Friday, August 10, 2012
Exhibit Hall, Oregon Convention Center
Joseph Pignatello Reid, Ecology, Evolution and Behavior, University of Minnesota - Twin Cities, St Paul, MN
Background/Question/Methods

Precipitation events are becoming less frequent, but more intense. These shifts in precipitation patterns will likely result in changes to soil moisture, increasing the occurrence of drying and wetting cycles. Drying and rewetting cycles are known to cause sudden bursts of nitrogen mineralization, increasing the amount of soil nitrogen that is susceptible to leaching. Increases in leaching potential at small scales have the potential to increase nitrogen export at the watershed scale. Some evidence for this exists — monthly precipitation variability tends to decrease nitrogen retention when compared across North American sites. However, this evidence confounds ecosystem type with precipitation variability. How the N export of different ecosystems responds to shifts in precipitation patterns within an ecosystem is unknown.
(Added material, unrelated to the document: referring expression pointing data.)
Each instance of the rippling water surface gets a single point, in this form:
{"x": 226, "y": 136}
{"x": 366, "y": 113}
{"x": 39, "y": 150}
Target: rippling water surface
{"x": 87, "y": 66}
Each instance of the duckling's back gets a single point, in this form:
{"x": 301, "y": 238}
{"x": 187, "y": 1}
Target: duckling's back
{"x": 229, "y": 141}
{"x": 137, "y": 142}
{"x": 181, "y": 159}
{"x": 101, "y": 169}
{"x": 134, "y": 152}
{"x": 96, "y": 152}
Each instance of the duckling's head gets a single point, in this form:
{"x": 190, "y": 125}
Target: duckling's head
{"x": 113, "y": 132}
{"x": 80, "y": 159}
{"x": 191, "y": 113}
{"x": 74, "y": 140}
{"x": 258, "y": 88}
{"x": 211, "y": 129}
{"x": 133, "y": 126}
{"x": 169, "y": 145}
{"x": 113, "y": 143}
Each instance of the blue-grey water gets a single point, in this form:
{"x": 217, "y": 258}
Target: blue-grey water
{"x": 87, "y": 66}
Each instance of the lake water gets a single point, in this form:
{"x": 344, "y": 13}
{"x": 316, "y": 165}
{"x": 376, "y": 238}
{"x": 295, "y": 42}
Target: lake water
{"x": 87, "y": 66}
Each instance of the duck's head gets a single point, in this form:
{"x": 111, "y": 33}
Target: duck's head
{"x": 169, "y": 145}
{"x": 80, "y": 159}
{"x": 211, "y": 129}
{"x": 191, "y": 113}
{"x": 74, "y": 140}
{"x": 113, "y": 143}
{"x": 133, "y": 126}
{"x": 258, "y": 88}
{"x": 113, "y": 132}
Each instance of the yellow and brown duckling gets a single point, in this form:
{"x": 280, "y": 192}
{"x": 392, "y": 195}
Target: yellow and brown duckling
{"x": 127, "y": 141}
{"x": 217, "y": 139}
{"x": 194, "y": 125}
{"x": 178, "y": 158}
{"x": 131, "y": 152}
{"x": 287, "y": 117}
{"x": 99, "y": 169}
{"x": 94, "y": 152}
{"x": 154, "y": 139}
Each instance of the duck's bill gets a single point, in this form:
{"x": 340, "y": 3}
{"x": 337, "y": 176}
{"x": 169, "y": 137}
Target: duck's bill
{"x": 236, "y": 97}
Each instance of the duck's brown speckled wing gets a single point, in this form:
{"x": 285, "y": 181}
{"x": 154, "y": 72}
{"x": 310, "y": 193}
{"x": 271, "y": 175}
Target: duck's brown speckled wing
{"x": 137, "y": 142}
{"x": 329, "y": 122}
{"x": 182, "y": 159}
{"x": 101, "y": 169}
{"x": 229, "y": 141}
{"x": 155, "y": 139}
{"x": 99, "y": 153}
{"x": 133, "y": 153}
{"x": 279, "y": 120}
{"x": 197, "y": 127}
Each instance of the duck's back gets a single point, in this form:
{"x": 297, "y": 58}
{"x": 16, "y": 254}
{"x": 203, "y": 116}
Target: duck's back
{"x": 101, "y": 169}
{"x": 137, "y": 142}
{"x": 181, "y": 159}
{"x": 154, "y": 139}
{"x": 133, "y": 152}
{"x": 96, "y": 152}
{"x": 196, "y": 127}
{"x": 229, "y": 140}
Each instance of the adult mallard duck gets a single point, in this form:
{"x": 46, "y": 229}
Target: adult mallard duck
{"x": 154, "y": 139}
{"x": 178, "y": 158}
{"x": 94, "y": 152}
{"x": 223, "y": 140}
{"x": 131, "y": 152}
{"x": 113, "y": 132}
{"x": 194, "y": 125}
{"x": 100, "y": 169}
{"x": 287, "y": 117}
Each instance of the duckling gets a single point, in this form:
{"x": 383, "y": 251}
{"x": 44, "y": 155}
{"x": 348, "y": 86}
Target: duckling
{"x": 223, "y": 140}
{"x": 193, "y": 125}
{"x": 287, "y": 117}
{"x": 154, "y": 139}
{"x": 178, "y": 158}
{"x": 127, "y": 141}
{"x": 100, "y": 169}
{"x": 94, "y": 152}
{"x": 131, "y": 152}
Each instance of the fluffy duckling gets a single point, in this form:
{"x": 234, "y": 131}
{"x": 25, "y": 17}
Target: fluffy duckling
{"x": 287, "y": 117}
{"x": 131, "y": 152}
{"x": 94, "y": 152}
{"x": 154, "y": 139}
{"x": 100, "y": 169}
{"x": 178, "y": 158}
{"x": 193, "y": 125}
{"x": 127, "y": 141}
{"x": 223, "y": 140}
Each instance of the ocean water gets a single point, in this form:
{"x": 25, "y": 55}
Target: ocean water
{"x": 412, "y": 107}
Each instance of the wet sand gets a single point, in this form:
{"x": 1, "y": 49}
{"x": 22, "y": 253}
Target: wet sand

The goal of this research was to determine if there are specific frequencies of precipitation and drought, or soil drying and rewetting that result in the largest fluxes of N, and how the frequencies depend on ecosystem type. I tested for the effect of precipitation frequency on stream N fluxes. I used precipitation, temperature and stream flow data to model soil moisture across a number of experimental forests and LTER sites). I then determined the relationship between the local maxima of the wavelet transform of soil moisture and stream N fluxes. Additionally, I tested the ability of the slope of the local maxima chain, which represents the correlation structure of the soil moisture data to predict the intensity of stream N fluxes. This work was supported by NSF Grant No. DGE-0504195.

Results/Conclusions

I found that the local maxima found at daily frequencies of the wavelet transformed soil moisture do not correlate strongly with the largest total dissolved N fluxes at sites located at Andrews Experimental Forest or the Baltimore Ecosystem Study LTER. Local maxima at lower frequencies, such as those associated with synoptic weather patterns, seasonality, and multi-year trends may be more informative. Increased N flux out of watersheds at the global scale could have large negative effects on eutrophication of streams, rivers and coastal areas, contributing to dead zones and reducing biodiversity. Predicting the effects of rainfall on N fluxes could help manage watersheds, streams and coastal regions.